As we enter the dark dungeon a few rooms away, actually a small room, Alberto reaches for the light but it’s not working. “Huh, that’s strange.” He fidgets with the bulb. This is a classic moment. For all of you writers out there, or horror/suspense aficionados, you’ll recognize this as the moment in the story just before everything goes horribly wrong. It’s formula, but it works every time. His lighthearted “Huh, that’s strange,” is the perfect setup for the quick disaster/death to follow.

“I’ll have to get Mario** to fix that,” he says with a smile. “Anyway, see, here are the rings where they used to fasten the prisoners to.” Iron rings punctuate the walls, and are placed at a height where the prisoners’ arms would be reaching up, slightly. I remember the rings being rusty, but I think that’s more my rusty, shadowy memory.

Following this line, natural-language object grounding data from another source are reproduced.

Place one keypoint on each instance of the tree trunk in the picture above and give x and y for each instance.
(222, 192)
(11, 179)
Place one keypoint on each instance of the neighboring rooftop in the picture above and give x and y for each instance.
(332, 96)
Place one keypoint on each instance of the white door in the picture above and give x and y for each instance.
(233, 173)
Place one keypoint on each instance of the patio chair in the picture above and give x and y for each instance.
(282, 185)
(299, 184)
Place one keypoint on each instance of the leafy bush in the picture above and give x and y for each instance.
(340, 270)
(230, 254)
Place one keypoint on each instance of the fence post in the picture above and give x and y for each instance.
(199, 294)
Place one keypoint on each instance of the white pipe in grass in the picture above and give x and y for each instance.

And of course, nothing unusual happens. We stay there only a moment or two, and then move on to happier rooms, and soon upstairs out into the bright sunshine again.

The imagination is an exciting place. Even if no spirit roamed that castle, the fact is that babies drew their last breath there, conspirators plotted murder, and men’s bodies languished on iron rings, their wrists bloody from the chains (I imagine). All beyond horrible. Time may conjure spirits out of the stories, but isn’t that just a safe way to look the dark in the face? Is there a difference between my imaginings and a spirit?

Both my imagination and the idea of a spirit are definitely more fun to believe in than believing we live in a cold, meaningless universe whose creatures have a penchant for cruelty. I really don’t know. Either way, I’m uncomfortable, and spooky stories keep me on the edge of my seat.

*She discovers in this room the corpses of all of her new husband’s ex-wives, positioned on various horrific torture contraptions.
**Mario is the gamekeeper, who has worked for the castle since 1953. He is also the keeper of the legends, Alberto tells me. He is worth another story altogether. He did tell us about a previous resident who was so cherished by his family that his body was preserved (from the torso up to his head) in a glass case and kept on the chapel’s altar for 40 years. These are moments I wish I were fluent in Italian so I could listen to all of his stories and write them down.

One Comment

  1. Tom Sneed wrote:

    Must be nice to get a private tour. I am so bummed, I was due to arrive in Firenze TODAY!!!